Maddi olanaksızlıklar nedeniyle, nitelikli eğitim, spor, sanat, bilim vb. alanlardaki ihtiyaçlarını satın alma yoluyla gideremeyen, bunları okulda ya da kentin sunduğu olanaklar kapsamında karşılayamayan çocukların, yakın çevrede oyun oynayabilecekleri açık alanlar da yoksa tamamen evlerine hapsolduğunu görüyoruz. Böylece çocuklar okul dışındaki kamusal alanlarla ilişki kuramaz hale geliyor. Bu da sonuç olarak karşımıza dijital oyun ve sosyal medya bağımlılıklarını çıkarıyor. Genç kuşaklar arasında içe kapanma, toplumdan uzaklaşma, topluma yabancılaşma ve bireyselleşme hızla artıyor. Çoğu aile bu durumdan hoşnutsuz olsa da, çocuklarının ev ortamında bulunmasını tercih ediyor; çünkü sokakları yeterince güvenli ve çocuklarının ihtiyaçlarına cevap verecek alanlar olarak görmüyor.
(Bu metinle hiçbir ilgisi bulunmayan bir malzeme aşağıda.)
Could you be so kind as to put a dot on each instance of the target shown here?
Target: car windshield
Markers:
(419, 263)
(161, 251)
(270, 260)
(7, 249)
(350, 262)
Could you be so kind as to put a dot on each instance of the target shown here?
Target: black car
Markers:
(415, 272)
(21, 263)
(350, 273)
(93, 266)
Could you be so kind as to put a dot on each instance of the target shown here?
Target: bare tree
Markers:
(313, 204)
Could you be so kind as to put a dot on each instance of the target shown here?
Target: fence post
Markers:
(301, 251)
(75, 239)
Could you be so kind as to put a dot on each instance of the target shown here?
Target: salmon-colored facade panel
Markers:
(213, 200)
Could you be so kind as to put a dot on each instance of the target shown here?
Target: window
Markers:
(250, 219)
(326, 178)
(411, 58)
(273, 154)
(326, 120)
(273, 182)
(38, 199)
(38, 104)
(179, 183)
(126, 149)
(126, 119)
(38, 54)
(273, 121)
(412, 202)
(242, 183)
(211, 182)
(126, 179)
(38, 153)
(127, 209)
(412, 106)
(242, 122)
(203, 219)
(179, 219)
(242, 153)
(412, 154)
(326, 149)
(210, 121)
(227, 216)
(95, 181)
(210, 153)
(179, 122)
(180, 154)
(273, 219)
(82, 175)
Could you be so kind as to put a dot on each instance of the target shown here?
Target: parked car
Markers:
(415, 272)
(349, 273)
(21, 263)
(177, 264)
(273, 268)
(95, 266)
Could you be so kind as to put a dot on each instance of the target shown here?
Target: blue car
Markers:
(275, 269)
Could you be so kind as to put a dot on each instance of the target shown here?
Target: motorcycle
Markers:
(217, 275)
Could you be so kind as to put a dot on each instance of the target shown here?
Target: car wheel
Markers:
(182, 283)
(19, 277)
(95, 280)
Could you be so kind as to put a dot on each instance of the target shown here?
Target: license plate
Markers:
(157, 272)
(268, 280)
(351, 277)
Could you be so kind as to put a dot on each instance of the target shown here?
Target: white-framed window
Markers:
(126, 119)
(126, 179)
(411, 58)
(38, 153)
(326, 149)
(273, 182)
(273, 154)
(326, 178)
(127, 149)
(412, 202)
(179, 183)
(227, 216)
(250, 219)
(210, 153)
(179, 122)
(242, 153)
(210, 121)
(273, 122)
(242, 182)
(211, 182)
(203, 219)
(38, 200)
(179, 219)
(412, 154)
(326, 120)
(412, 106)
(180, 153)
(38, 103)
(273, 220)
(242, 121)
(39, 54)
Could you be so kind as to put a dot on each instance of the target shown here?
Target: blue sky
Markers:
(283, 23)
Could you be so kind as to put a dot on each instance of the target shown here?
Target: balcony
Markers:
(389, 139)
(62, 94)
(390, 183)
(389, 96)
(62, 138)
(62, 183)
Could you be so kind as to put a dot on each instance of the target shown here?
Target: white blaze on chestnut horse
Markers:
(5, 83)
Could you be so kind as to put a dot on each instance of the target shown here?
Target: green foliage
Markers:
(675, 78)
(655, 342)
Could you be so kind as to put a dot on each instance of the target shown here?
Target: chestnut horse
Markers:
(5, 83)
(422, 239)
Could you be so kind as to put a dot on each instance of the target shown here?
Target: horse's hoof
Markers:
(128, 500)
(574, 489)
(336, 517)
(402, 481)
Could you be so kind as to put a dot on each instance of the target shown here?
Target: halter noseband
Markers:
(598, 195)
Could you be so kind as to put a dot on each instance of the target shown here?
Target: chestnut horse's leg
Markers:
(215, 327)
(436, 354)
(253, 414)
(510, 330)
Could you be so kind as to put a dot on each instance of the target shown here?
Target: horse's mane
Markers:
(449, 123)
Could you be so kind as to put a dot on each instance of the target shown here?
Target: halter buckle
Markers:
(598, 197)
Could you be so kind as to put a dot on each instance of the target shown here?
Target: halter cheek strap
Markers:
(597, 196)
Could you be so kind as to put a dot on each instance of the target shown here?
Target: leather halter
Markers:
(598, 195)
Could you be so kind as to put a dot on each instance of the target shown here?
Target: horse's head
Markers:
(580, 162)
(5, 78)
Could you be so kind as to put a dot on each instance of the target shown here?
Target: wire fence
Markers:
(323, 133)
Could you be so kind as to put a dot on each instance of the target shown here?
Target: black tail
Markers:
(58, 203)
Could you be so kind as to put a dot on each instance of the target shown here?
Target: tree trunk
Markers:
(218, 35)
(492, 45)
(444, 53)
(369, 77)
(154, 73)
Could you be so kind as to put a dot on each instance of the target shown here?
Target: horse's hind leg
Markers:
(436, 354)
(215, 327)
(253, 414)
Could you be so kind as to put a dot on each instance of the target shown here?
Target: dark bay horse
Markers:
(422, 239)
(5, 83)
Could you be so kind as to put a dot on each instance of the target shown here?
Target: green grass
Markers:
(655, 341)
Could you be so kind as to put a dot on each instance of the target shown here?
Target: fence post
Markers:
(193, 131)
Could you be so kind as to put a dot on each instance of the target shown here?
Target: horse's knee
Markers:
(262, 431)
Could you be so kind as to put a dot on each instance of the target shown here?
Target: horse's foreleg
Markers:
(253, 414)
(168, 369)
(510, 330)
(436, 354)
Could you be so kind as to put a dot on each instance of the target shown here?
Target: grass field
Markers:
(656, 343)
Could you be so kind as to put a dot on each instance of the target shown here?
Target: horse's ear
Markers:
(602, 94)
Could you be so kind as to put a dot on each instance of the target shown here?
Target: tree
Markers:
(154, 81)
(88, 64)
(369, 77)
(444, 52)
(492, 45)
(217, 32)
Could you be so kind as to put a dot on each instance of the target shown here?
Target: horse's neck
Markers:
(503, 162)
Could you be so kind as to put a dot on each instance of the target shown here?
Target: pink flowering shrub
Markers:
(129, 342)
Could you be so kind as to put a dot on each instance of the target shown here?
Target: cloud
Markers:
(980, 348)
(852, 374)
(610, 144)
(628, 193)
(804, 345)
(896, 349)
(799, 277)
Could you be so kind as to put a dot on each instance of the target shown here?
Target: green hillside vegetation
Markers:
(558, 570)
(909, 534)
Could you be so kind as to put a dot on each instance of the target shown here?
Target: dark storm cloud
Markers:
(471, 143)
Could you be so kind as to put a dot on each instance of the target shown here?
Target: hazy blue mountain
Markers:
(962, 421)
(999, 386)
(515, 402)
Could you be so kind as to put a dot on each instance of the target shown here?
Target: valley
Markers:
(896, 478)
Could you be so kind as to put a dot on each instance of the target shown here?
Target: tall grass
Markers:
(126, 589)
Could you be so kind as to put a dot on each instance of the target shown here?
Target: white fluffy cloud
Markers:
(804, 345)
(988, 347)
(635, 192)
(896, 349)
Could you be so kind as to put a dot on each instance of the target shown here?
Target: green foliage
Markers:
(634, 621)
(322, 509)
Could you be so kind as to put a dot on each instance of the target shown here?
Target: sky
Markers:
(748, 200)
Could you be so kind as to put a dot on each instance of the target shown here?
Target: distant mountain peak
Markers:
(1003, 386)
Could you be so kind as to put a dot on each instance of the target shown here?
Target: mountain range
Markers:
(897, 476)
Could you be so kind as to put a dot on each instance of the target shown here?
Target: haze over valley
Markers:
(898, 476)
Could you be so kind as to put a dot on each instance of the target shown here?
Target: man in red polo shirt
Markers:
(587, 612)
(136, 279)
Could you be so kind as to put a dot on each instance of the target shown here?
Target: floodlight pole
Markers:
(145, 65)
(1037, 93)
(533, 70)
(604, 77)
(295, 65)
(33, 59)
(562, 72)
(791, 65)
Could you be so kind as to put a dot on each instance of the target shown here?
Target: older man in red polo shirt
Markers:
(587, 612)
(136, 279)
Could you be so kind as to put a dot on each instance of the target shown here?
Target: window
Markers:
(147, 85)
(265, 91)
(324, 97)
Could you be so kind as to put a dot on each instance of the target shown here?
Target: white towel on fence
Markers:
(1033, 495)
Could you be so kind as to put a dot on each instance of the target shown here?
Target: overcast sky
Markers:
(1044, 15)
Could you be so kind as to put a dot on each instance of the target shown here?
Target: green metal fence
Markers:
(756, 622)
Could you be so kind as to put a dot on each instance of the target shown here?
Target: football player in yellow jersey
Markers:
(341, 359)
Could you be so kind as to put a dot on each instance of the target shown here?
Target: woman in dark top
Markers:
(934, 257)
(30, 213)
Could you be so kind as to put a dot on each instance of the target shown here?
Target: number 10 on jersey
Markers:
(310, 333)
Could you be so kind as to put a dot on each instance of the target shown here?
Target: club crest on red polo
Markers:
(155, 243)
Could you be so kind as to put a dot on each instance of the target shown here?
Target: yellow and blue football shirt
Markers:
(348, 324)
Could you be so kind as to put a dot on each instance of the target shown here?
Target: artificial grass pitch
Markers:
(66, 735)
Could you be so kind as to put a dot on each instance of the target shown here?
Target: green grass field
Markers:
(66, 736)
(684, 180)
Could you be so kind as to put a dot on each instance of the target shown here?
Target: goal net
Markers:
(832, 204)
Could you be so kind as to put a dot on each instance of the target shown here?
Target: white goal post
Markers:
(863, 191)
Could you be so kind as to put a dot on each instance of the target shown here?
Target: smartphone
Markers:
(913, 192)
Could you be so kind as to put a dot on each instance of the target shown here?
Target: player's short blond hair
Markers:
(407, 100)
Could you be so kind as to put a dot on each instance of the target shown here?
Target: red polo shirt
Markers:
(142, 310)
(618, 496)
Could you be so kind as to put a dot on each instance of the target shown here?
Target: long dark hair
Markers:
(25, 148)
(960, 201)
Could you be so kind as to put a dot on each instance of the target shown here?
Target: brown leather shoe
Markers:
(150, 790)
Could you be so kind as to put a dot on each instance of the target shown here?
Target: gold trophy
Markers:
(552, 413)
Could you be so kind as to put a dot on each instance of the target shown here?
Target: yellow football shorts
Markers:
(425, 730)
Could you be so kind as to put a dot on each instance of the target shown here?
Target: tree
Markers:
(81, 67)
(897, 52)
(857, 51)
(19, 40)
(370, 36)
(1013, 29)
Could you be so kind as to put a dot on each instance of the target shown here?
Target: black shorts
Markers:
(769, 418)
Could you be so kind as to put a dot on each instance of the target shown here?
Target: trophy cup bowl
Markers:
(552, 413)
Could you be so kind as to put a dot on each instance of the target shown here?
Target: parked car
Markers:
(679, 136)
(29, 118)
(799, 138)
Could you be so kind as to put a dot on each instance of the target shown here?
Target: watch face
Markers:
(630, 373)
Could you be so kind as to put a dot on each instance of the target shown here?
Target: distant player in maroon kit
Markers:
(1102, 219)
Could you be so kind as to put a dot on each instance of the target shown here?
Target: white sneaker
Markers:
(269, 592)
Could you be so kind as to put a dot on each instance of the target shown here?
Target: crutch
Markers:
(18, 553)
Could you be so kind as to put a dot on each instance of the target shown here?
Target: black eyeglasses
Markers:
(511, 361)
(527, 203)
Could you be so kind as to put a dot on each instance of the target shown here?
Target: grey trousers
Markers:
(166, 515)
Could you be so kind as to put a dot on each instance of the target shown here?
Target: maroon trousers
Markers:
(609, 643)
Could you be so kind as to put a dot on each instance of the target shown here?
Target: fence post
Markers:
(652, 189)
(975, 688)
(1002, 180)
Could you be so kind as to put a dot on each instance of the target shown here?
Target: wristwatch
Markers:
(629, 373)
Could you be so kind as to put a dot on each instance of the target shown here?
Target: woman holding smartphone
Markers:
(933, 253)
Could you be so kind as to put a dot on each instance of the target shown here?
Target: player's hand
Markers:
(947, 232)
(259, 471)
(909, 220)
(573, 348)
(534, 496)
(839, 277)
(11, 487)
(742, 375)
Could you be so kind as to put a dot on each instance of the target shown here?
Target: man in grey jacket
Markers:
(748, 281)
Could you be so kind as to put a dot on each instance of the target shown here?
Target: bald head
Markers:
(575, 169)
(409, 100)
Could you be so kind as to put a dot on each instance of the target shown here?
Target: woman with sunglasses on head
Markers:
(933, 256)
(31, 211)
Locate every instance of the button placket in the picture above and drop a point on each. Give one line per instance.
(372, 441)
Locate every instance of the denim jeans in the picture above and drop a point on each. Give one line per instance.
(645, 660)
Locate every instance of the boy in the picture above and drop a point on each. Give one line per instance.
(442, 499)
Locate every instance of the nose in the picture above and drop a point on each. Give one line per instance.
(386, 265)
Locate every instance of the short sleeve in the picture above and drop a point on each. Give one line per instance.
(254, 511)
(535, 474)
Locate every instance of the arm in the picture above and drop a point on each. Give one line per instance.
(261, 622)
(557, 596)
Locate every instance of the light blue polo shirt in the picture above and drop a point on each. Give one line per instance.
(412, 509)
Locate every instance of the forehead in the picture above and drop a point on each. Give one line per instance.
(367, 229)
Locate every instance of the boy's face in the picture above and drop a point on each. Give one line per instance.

Tam da bu nedenlerle parasız, bilimsel ve nitelikli bir eğitim mücadelesi ile birlikte kentleri de çocuklar için dönüştürmek önemli görünüyor. Yerel yönetimlerin yurttaşlar için ama en çok da çocuklar için sosyal adaleti gözeten halkçı-kamucu bir çizgide yeniden örgütlenmesi, meşru bir toplumsal talep ve mücadele alanı olarak önümüzde duruyor. Kentin kullanım hakkı ve yurttaşlık hakları bağlamında, çocuğun üstün yararını gözeten, potansiyelini ortaya çıkaran, kendini gerçekleştirmesine olanak sağlayan yerel yönetimlerin oluşması, son yıllarda ağırlıklı olarak cemaatlerin, tarikatların, özel sermayenin söz sahibi olduğu eğitim alanına ihtiyaç duyulan kamucu bir müdahaleyi de olanaklı kılacaktır.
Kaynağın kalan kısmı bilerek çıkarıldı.